Walt Disney Pictures is one of those companies that knows when it's onto a good thing. When the Marvel movies hit big they swamped the market with two of them a year - soon, according to rumour, to become three. When Pixar's films became the most acclaimed animated films out there, they not only bought the company they styled their own feature films to emulate the Pixar storytelling style. When Tim Burton's Alice in Wonderland became a monster hit a few years ago it obviously hit a similar nerve, since Disney have a live-action Cinderella out early next year, a live-action Beauty and the Beast in development and before both of them a live-action Sleeping Beauty - or, in this case, Maleficent. It just came out on home video worldwide, so I took the opportunity to catch up with it.

This film is basically the live-action adaptation of Disney's iconic 1959 animated film Sleeping Beauty. They've re-jigged the plot considerably, adding an entirely new first act, and they've based it around the original film's villain - the evil fairy Maleficent. This was a good move, pretty much for two reasons: firstly, fairy tales are generally quite simplistic when it comes to characters and the easiest way to find one with a hint of depth is to zero in on the villain. Secondly, there's the design.

I know this is a review of Maleficent, but let's quickly talk Sleeping Beauty since I don't think you can properly discuss one without the other. Sleeping Beauty is, all things considered, a fairly hollow film. Its characters are for the most part bland, its score is weakly cribbed from Tchaikovsky, and the plot is alarmingly simple. Where it excels is in its visual aesthetic: quite simply, it's among the four of five most strikingly beautiful animated features Disney ever made. It took advantage of the then-new CinemaScope format like nobody's business, presenting enormous wide vistas in 2.40:1. It featured crisp colour and neat stylised design work. The very pinnacle of the film's aesthetic is Maleficent. She casts an immediately recognisable silhouette. She moves in a beautifully fluid fashion. She's far and away the most memorable part of the film, and that design is pretty much what Disney have used as the basis for their live-action Maleficent.
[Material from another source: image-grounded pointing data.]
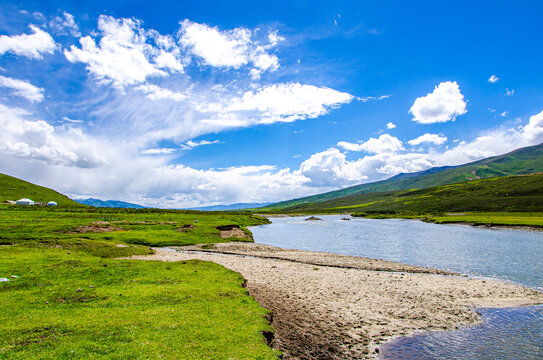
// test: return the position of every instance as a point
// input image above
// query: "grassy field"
(523, 193)
(69, 297)
(492, 219)
(521, 161)
(14, 189)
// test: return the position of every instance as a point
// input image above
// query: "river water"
(504, 254)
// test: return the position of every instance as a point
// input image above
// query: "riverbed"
(503, 254)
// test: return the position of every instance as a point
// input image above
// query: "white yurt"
(24, 201)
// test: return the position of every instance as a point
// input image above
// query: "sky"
(178, 104)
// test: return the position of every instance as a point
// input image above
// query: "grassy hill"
(109, 203)
(512, 193)
(521, 161)
(12, 188)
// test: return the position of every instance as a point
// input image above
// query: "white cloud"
(161, 151)
(442, 105)
(383, 144)
(22, 88)
(428, 138)
(493, 79)
(65, 25)
(229, 49)
(370, 98)
(192, 144)
(284, 103)
(533, 131)
(125, 55)
(155, 92)
(32, 46)
(29, 139)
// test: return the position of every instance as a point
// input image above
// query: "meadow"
(70, 296)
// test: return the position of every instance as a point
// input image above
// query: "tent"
(24, 201)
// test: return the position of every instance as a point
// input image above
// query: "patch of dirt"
(313, 218)
(186, 228)
(231, 231)
(345, 313)
(95, 229)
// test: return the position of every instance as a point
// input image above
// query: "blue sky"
(181, 104)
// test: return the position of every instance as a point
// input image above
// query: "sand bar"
(328, 306)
There is an enjoyable film in Maleficent: it's a neatly told, comparatively brief fantasy film with two female leads, solid performances and vivid computer-generated effects. At the same time, you can absolutely tell that its producer walked into a studio exec's office with a photograph of Angelina Jolie in one hand, a photo of the animated Maleficent in the other, slapped both on the desk, shouting "one hundred and fifty million dollars" and had a green light before they had left the room. This is, I think, the first time in history a studio has made a lavish remake of a costume.
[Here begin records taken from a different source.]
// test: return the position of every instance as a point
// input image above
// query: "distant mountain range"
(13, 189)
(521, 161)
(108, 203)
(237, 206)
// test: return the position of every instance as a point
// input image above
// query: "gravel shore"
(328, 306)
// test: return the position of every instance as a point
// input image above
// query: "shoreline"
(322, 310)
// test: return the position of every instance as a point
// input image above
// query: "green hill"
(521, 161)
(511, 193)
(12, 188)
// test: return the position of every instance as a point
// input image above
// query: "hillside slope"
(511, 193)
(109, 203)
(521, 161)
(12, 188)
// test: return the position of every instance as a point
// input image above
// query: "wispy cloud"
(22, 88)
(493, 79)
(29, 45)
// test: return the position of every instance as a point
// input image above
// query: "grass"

And it's a fabulous costume. Angelina Jolie has never looked better. She inhabits the character brilliantly, showing depth and nuance where it arguably wasn't even required but improving the film every step of the way. The result is a five dollar rental that really does feel like a twenty dollar cinema outing. Jolie is just incredibly entertaining in the role, and makes the film worth watching regardless of its other merits - and to be honest those merits are all pretty solid. We could quibble over Sharlto Copley's dodgy Scottish accent, but it's hardly the worst Scottish accent I've sat through. The film deliberately transforms the original's three good fairies into vain and incompetent pests, which some purists may dislike. Personally, I found them rather funny.

This is a solid and enjoyable fantasy film that's centred on a genuinely brilliant performance. It's a subsidiary work, and never quite steps out from its predecessor's shadow, but at the same time it's a lot more enjoyable than your average Hollywood blockbuster. If you suspect you'll enjoy it, then you probably will - and it's always nice to see another female-led Hollywood blockbuster topping the box office around the world. Robert Stromberg, who made his directorial debut here, should be very proud.